Learn

Things

Worth

Learning.

In an age of speed and superficiality,

       find the time, and the companions,

               for transformative study.

Offerings for Spring 2024:

Dante Alighieri:
Purgatory and Paradise

Come read the two better parts of Dante's masterpiece, in which he takes on harder questions and plumbs deeper into the human psyche than in the Inferno - all while writing in increasingly bold and experimental language that includes numerous invented words, borrows frequently from other languages, and masters his own poetic form to a degree reminiscent of Shakespeare's last plays. For anyone interested in the religious and philosophical questions Dante raises, there are few more stimulating texts in the history of the West. (After 2023-24 TheTreasures.org will likely take a hiatus from offering Dante groups, at least in the current form; groups that move at a slower pace may be available.)
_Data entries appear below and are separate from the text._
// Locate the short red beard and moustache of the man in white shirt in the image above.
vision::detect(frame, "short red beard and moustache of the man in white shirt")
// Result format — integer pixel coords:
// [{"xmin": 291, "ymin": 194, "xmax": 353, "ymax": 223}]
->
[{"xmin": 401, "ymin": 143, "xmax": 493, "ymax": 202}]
Saturdays at 2:30 Eastern, weekly from January 6.
Part-time participation is welcome.

The Eucharist
Through the Ages

Eight bi-weekly sessions will continue the study begun in the fall of the intriguingly varied and creative ways in which Christians have understood the fundamental ritual that predated, and arguably created, their church. We will start with sermons by Augustine on the sixth chapter of John's Gospel, move on to medieval disputes (Ratramnus, Berengar of Tours) that presaged the Reformation, and perhaps have a look at some Scholastic systematizers before passing on to the sixteenth- and seventeenth-century discussions whose aftermath still shapes Christian thought, and perhaps quite a lot of non-Christian thought, today. All are welcome: Christians of various denominations and non-Christians are present in the current group, and participation in last fall's group is not a prerequisite for participating in the spring.
Every other Wednesday at 7:00 Eastern, from January 10.
Small adjustments to schedule may be possible to meet group needs.

TheTreasures.org hosts online reading groups designed to provide access to texts that are endlessly engaging, thought-provoking, possibly life-transforming — and typically texts that few people would work their way through on their own.

When one no longer has to work on one’s own,
what once seemed a daunting task changes into a joyful experience, a highlight of the week: discovering that a “classic” like Dante’s Divine Comedy or Boethius’s Consolation of Philosophy is not a far-off block of impenetrable literary marble, but a living, changing artwork that has vital things to say to us, and perhaps to do to us, in our twenty-first-century lives.